Low mortgage rates: They're a hot commodity that everyone is after. And if you're a part of the crowd who's looking to score a low mortgage rate, there are some things you could do to help make it happen.
To start, you want to make sure you do your homework and have a ballpark idea of what kind of rate you can and cannot get based on your current financial situation.
In fact, "an educated consumer is the best consumer," according to David Zugheri, executive vice president and co-founder of Envoy Mortgage in Houston, TX.
Once you've done your homework, then you can figure out how to land a great mortgage rate. To help, we've highlighted some insider secrets on how to get a low rate. Keep reading to learn more…
To score a low mortgage rate, you might have to do some legwork.
To start, George Adair, an area sales manager for Bay Equity Homes Loans in Santa Rosa, CA, recommends soliciting rates and terms from several prospective lenders - all at the same time.
"Rates are volatile and if a consumer shops around at different times, they are likely not getting comparable rate information," says Adair.
What's one thing a borrower should pay attention to when comparing loans? The annual percentage rate (APR), which "is designed to help consumers compare the true cost of borrowing by including the closing costs in its rate calculation," adds Adair. And because closing costs are not regulated, lenders can basically charge whatever they want, so keeping an eye on APR is something you'll want to remember when shopping around.
Zugheri suggests comparing rates with at least two to three mortgage companies before committing to one, because the biggest swing in fees are determined from the mortgage company itself.
Find Out/Improve Your Credit Score
The better your credit score, the better the mortgage rate you'll be able to get. On the other hand, the lower your score, the higher the interest rate.
Why does your credit score play such a big part in your mortgage rate? Because FICO scores, the standard credit scores in the U.S, reflect your credit and payment history, as well as your level of debt. Thus, your score, which could range from 300 to 850, is used by lenders to determine how much of a financial risk you.
So what is the magic number when it comes to your credit score?
"Most lenders and brokers will qualify a borrower for a mortgage loan if they have a FICO score of 620 or higher," says Adair.
But what if your credit score is less than 620? There are things you can do before you apply for a mortgage to help improve your score and obtain the best rate possible.
Adair points out that one of the easiest ways to improve a credit score is to reduce the average balance of your credit card accounts to less than 30 percent of the credit limit. "Consumers will see significant score improvements from just paying down their credit card debt," explains Adair.
Choose a Shorter-Term Mortgage
If you can save a few extra bucks a month to put toward your mortgage payment, the rewards in the end can be substantial.
Why? Because the shorter the repayment period, the lower the interest rate. This means you'll end up paying less money over the term of the loan. The downside? Although the rate is lower, the monthly payment is higher because of the shorter term.
For example, a 30-year term, $200,000 loan at 3.625 percent will have a monthly payment of $912, according to Joe Parsons, senior loan officer of PFS Funding, a mortgage brokerage located in Dublin, CA.
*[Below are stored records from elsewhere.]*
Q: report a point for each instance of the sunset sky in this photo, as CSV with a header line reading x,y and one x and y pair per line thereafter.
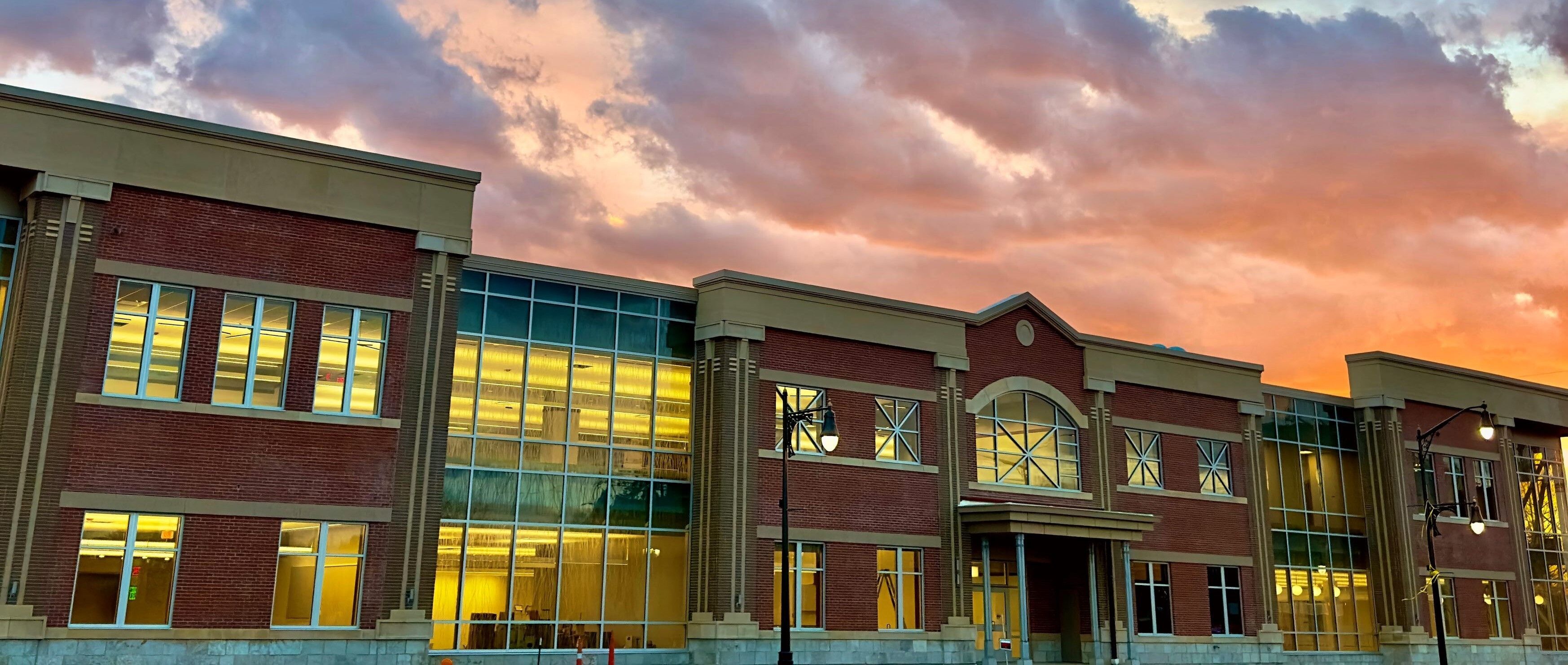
x,y
1282,184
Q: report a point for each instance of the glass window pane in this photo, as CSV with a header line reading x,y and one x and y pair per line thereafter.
x,y
639,335
582,565
534,582
294,592
507,317
626,576
553,324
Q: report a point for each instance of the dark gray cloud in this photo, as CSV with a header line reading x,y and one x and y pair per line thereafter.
x,y
80,35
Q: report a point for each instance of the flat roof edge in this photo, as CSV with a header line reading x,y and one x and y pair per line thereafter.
x,y
236,134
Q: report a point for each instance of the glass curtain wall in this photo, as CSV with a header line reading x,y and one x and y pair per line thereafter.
x,y
1318,521
1542,496
568,468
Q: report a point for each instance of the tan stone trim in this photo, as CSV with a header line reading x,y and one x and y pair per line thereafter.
x,y
1192,557
1181,495
846,385
1456,451
767,454
237,411
1181,430
579,277
835,535
1026,383
192,278
236,509
1075,495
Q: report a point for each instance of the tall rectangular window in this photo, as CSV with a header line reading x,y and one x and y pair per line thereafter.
x,y
319,568
1144,460
253,352
899,589
1318,524
1454,471
1151,590
807,435
808,564
1214,468
352,363
126,570
1500,617
1451,612
1225,600
1485,490
897,430
146,347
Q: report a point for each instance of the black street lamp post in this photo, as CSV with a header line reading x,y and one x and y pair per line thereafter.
x,y
1434,510
830,440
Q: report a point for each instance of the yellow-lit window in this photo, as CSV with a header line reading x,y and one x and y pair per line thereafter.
x,y
353,357
253,352
146,347
319,568
126,581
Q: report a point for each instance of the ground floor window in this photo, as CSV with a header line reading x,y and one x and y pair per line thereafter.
x,y
126,570
810,565
319,570
1500,617
899,589
1225,600
1151,590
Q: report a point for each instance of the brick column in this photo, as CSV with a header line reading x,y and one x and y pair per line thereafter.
x,y
40,379
724,477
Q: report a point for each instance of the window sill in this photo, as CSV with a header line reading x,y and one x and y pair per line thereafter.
x,y
1075,495
819,458
237,411
1180,495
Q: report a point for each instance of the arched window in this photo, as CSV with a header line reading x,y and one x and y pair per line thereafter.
x,y
1024,440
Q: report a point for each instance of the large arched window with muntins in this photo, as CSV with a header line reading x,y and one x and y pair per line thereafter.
x,y
1024,440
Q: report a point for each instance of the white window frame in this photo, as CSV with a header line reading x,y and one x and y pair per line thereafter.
x,y
146,338
1147,587
897,579
321,575
822,575
1214,457
127,562
1498,608
1144,454
1487,490
909,426
256,344
1225,594
353,352
810,446
1456,484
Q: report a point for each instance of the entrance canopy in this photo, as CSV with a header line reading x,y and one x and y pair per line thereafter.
x,y
1054,521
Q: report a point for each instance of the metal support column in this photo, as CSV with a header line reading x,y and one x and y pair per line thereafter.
x,y
1026,656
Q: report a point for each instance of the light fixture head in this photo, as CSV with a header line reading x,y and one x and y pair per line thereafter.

"The same loan with a 15-year term will have a rate of 3.125 percent and a payment of $1393," he adds. And while your payments will be higher with a shorter-term loan, you could save around $75,000 in total interest by the time you're done paying for your mortgage.
As you can see, a shorter-term mortgage is a great way to score a lower mortgage rate, as well as save money over the life of your loan.
Have a Steady Job
A steady job will not guarantee you a lower rate, but it might help you get the loan approval you're looking for.
In fact, "the easiest borrowers to approve have been in the same line of work, with the same employer, for at least two years," says Adair.
Specifically, lenders are impressed when borrowers have consistent W-2 wages that are easily documented on their pay stubs and verified in writing by their employer.
On the other hand, self-employed borrowers may have a more difficult time demonstrating consistent and current employment. Thus, they might need to show a combination of business tax returns and business licenses to help verify earnings and prove to a lender that they have a means of paying the mortgage every month.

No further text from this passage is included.